Greater use of technology and complex global supply chains increase the risk of fraud
Current and former employees are the most common perpetrators of fraud, cyber and security incidents over the past 12 months, a survey by Kroll has found.
The risk solutions provider’s 2016/17 Annual Global Fraud and Risk Report found that 60% of fraud incidents were carried out by a combination of perpetrators that included current employees, former employees and third parties, with 49% involving all three groups.
In 39% of fraud cases, junior staff were cited as key perpetrators, followed by senior or middle management at 30%. Freelance or temporary employees, and former employees, were both identified as responsible in 27% of cases.
Cyber incidents were most often carried out by insiders (44%), with former employees the most frequent source of risk (20%), followed by freelance or temporary employees (14%) and permanent employees (10%).
Over half of respondents (56%) said insiders were the key perpetrators of security incidents, with former employees again the most common of these (23%).
While insiders are cited as the main perpetrators of fraud, they are also the most likely to discover it. Recent fraud was most often discovered through a whistleblowing program (44%) or an internal audit (39%).

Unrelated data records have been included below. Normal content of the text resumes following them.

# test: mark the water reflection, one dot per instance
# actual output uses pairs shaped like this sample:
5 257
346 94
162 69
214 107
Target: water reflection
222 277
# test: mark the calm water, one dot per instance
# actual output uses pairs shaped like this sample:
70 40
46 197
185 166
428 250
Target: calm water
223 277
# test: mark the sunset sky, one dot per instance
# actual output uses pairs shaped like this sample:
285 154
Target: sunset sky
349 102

Indeed, 76% of respondents indicated that their companies have adopted employee-focused anti-fraud measures such as staff training or whistleblowing hotlines. 82% of respondents have adopted anti-fraud measures focusing on information such as IT security or technical countermeasures, and 79% have implemented physical security measures.

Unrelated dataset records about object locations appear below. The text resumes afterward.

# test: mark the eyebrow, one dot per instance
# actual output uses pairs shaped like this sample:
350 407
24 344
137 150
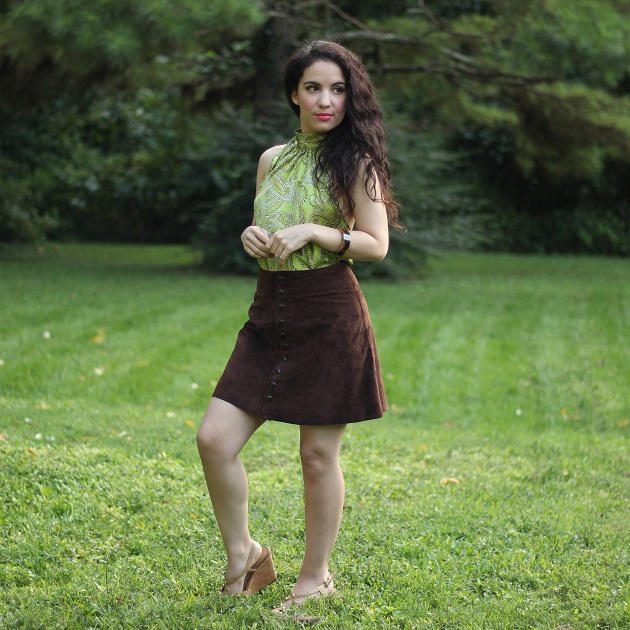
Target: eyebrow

Dan Karson, co-chairman at Kroll Investigations & Disputes, said: “Companies’ greater use of technology and their increasing reliance on international supply chains means they are more at risk from fraud than ever before. In our experience, this risk can be mitigated against by adopting a conscious and proactive approach. Many of the challenges organisations face could be reduced through the implementation of employee and partner education programs or a tighter set of policies that help remove avoidable errors and poor business practices.”